Friendship, power, sexuality. Who can deny that these were heavy components to year 10? Sophie Swithinbank’s Bacon explores these topics through the unexpected friendship of Mark (Corey Montague-Sholay) and Darren (William Robinson). Fitting in with Riverside Studios’ Bitesize Festival, Bacon packs a bombastic, intense story into a mere hour.

Awkward middle-class Mark finds himself in the middle of an objectively worse school. Darren, a mouthy but troubled boy, takes pleasure in antagonising him. Their home lives couldn’t be more different but through a mix of making do and glimpses of genuinely enjoying each other’s company, a fragile friendship forms. But as they spiral into declines in mental health and parental abuse, their dynamic becomes increasingly dangerous and traumatic.

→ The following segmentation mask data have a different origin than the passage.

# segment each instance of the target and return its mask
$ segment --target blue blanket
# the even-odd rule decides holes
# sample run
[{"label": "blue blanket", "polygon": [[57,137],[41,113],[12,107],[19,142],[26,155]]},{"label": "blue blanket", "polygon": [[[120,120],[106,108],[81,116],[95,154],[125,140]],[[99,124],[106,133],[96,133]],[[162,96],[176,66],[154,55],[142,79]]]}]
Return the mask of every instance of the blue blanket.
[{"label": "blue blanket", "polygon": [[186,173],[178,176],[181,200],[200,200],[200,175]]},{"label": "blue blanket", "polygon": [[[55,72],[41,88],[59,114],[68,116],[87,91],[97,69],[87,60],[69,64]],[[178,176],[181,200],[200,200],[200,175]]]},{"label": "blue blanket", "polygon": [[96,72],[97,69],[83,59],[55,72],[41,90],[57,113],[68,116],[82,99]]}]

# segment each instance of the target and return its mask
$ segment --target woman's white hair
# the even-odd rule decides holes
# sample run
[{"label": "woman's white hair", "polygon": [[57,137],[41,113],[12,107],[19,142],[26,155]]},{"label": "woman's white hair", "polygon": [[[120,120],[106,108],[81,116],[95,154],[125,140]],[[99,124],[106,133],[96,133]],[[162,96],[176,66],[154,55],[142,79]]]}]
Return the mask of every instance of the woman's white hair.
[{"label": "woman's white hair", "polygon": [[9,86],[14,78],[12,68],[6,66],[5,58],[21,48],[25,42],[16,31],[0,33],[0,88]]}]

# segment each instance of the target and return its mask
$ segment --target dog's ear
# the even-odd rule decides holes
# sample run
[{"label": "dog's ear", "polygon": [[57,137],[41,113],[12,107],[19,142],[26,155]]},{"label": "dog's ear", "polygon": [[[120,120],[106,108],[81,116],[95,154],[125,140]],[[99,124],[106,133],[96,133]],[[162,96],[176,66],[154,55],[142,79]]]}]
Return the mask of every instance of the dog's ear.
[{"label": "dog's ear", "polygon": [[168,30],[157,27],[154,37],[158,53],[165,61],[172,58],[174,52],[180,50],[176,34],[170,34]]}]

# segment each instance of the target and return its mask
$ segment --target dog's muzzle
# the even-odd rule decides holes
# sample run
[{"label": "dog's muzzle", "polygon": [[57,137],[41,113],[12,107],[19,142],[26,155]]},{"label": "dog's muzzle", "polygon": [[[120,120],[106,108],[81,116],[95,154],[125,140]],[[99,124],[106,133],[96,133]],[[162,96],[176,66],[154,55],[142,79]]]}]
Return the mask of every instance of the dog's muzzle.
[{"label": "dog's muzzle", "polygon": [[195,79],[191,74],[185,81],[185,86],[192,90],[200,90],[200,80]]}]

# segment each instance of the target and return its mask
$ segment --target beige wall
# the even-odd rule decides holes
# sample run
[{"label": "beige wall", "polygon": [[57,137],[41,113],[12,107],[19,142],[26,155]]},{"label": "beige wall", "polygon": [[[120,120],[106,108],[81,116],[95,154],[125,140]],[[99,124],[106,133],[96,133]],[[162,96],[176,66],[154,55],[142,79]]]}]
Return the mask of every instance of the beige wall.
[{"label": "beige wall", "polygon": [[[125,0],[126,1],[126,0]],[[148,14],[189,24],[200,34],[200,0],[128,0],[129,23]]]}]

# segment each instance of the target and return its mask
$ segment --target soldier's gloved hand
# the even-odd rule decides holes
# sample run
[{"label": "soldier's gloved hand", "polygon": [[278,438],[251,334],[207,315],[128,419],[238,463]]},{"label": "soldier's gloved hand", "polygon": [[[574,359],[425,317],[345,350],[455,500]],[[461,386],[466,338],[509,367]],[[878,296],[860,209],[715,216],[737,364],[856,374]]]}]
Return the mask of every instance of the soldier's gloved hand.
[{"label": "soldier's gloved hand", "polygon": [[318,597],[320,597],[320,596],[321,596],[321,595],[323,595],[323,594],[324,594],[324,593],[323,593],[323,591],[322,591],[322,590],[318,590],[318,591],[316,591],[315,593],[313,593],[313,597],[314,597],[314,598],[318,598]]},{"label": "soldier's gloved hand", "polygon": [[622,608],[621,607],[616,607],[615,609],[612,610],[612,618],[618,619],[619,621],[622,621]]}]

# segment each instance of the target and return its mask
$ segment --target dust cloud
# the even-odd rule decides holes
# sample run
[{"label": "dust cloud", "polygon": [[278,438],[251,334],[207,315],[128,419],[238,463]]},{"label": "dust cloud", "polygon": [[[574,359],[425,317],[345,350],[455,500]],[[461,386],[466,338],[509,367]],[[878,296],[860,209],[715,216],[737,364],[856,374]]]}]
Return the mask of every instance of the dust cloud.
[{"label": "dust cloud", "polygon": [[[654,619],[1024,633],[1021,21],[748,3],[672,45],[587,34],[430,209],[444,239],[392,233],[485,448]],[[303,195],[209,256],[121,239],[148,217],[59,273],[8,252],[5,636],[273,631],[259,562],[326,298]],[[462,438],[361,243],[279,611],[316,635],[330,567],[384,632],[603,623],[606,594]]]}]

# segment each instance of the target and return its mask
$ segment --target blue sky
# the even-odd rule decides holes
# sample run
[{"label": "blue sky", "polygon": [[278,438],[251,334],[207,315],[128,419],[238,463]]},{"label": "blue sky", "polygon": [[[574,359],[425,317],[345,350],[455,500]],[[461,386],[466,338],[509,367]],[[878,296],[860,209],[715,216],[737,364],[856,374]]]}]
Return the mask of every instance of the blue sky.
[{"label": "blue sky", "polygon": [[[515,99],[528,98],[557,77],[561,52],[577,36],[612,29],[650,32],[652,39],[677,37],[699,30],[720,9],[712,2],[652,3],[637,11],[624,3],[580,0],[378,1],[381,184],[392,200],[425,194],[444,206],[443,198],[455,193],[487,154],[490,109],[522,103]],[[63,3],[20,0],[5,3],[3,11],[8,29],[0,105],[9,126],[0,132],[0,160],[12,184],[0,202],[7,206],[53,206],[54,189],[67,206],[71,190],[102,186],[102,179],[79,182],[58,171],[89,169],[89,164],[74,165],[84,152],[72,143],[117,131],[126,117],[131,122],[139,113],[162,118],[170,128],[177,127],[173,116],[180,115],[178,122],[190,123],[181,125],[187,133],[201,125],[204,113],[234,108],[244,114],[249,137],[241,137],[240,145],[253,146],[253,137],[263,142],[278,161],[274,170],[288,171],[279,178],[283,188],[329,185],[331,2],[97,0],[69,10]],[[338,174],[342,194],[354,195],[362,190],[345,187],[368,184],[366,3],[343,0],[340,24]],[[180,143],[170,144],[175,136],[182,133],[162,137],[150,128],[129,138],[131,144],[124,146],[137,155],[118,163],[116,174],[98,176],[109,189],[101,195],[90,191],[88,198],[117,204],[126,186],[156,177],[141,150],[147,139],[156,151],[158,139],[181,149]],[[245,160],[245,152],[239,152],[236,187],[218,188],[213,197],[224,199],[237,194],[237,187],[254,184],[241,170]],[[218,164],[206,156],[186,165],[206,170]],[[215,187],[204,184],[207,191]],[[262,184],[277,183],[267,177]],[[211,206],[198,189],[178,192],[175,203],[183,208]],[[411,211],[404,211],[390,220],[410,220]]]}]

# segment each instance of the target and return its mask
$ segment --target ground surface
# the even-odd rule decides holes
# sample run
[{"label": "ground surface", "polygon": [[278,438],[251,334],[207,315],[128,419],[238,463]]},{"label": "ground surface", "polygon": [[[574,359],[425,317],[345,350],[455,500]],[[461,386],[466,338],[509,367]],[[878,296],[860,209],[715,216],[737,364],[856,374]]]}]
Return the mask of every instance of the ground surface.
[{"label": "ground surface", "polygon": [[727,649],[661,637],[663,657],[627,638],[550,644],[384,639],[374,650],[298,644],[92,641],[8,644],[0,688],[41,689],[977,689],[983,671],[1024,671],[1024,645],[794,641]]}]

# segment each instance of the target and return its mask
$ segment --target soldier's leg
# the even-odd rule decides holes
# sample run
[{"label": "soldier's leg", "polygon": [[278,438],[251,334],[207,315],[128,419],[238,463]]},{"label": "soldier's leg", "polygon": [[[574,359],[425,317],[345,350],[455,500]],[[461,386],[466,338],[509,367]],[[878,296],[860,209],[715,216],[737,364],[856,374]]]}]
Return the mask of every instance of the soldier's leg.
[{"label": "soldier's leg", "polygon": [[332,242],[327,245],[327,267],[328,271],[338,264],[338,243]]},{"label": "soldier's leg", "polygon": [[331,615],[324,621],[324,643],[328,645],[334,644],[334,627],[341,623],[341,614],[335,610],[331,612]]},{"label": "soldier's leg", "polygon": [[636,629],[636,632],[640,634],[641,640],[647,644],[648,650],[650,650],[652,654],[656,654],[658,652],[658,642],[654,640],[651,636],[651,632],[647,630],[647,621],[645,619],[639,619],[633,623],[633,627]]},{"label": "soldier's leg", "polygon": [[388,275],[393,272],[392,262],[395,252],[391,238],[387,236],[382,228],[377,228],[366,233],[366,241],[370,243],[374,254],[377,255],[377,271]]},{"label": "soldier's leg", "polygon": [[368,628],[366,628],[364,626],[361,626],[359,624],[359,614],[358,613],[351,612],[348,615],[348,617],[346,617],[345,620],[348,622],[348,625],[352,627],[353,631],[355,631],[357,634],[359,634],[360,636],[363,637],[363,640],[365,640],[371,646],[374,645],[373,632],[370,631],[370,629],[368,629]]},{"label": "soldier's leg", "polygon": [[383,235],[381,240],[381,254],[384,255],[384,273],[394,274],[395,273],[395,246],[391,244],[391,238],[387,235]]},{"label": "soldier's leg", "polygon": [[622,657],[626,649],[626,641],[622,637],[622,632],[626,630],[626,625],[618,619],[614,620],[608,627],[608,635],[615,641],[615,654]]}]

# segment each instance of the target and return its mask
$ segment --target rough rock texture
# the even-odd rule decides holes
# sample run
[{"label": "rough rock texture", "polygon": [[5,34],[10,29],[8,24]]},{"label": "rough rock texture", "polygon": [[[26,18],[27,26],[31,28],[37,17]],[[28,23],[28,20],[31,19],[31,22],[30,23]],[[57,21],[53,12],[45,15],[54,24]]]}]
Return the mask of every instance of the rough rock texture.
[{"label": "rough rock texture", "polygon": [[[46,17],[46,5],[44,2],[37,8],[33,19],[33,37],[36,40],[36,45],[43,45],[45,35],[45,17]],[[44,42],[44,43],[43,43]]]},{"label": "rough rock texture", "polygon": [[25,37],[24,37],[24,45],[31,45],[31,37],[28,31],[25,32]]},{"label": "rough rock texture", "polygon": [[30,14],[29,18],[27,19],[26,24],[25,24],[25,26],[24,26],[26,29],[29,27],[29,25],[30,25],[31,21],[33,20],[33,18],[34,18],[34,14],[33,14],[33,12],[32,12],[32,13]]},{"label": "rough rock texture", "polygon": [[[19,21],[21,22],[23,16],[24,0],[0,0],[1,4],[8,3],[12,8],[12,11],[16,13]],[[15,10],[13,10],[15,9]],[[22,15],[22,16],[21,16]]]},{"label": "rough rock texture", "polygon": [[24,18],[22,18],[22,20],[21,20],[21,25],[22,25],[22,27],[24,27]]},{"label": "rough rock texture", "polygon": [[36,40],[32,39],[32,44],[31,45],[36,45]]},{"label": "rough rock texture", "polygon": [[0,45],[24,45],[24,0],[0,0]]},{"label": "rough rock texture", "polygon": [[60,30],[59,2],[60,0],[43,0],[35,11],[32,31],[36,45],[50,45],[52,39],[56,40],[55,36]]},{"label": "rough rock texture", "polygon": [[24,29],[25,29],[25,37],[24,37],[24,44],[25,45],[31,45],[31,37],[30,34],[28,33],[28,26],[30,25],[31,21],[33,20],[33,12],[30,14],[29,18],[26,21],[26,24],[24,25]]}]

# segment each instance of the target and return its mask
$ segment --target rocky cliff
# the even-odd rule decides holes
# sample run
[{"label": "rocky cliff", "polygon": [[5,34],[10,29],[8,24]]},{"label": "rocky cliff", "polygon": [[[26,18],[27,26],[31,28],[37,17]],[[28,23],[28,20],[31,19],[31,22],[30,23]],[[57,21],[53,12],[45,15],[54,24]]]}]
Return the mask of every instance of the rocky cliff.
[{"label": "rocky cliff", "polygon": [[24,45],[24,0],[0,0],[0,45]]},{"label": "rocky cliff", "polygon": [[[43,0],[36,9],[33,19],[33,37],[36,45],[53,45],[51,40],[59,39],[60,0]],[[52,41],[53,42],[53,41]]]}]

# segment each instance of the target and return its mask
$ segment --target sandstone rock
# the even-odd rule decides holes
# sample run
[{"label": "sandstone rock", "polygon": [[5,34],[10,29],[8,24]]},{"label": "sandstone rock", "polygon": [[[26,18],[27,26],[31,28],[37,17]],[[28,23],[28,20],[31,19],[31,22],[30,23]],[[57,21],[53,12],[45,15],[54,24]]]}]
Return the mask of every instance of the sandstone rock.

We switch back and forth between year 10 and four years later, when Darren meets Mark at work having finished his sentence at juvenile prison. As the play unfolds, we see the power play that precedes this reunion. Swithinbank takes us back to the intoxicatingly teenage feeling of having another person accept you. We know that Darren did something to Mark, but will Mark forgive him and give him five minutes?

The statement prop in Natalie Johnson’s minimal set is a brutalist-looking seesaw. Other than school uniforms and an apron, the seesaw is the only object that informs the dialogue. Swaying up and down, the power struggle between Mark and Darren is obvious. Even when Montague-Sholay’s goofy awkwardness makes us roar with laughter or Robinson shows some vulnerability between pelvic thrusts, we are always aware of who has the upper hand over the other. In Mark and Darren’s most intimate moments, the seesaw is an even bench where their respective weights are equally supported.

Trauma holds a captivating but messy presence in this play. Darren’s turbulent home life is immediately apparent with a violent father and poverty rearing its famished head every lunchtime. While Williams portrays a cheeky wild card that elicited a familiar nervous laughter in both Mark and myself, his woeful context can only carry him so far. We extend our understanding to Darren for his moodiness, his apprehension around sex and experimentation, and even physical altercations. Robsinon brings a painfully childlike vulnerability to the role, tinting his most violent acts with confusion. Regardless, Darren’s sinister final assault becomes a questionable decision as his situation ceases to explain or justify his actions. It’s a shame that our empathy with a troubled kid is unnecessarily dashed by an assault too extreme to wave away with adolescent confusion.

The trickiness of trauma on stage is the most obvious with Mark. Victimised but still infatuated with Darren, the injustice of it all is palpable. The wrong person gets the fresh start, the wrong person gets another chance. Darren built Mark’s prison in his head. Unfortunately, the abundance of trauma on Mark’s end falls flat as suicide and self-harm are thrown into the mix. As Mark’s priority is whether to give Darren those five minutes, his self-destructive impulses and his strained behaviour with his mother fall by the wayside and end up feeling half-baked. Mark’s ultimate arc is learning to break the cycle of falling under the wing of his only friend.

In Bacon, Swithinbank takes us through the rollercoaster of adolescence and leaves us with questions about trauma and forgiveness. Montague-Sholay and Robinson give us an electric friendship that constantly has us unsure of what would happen next. Throughout their highs and lows, their palpable chemistry has us on the edge of our seat.

Bacon will be performed at Riverside Studios until 29 July, before transferring to Edinburgh Fringe from 2-27 August and Bristol Old Vic from 12-16 September.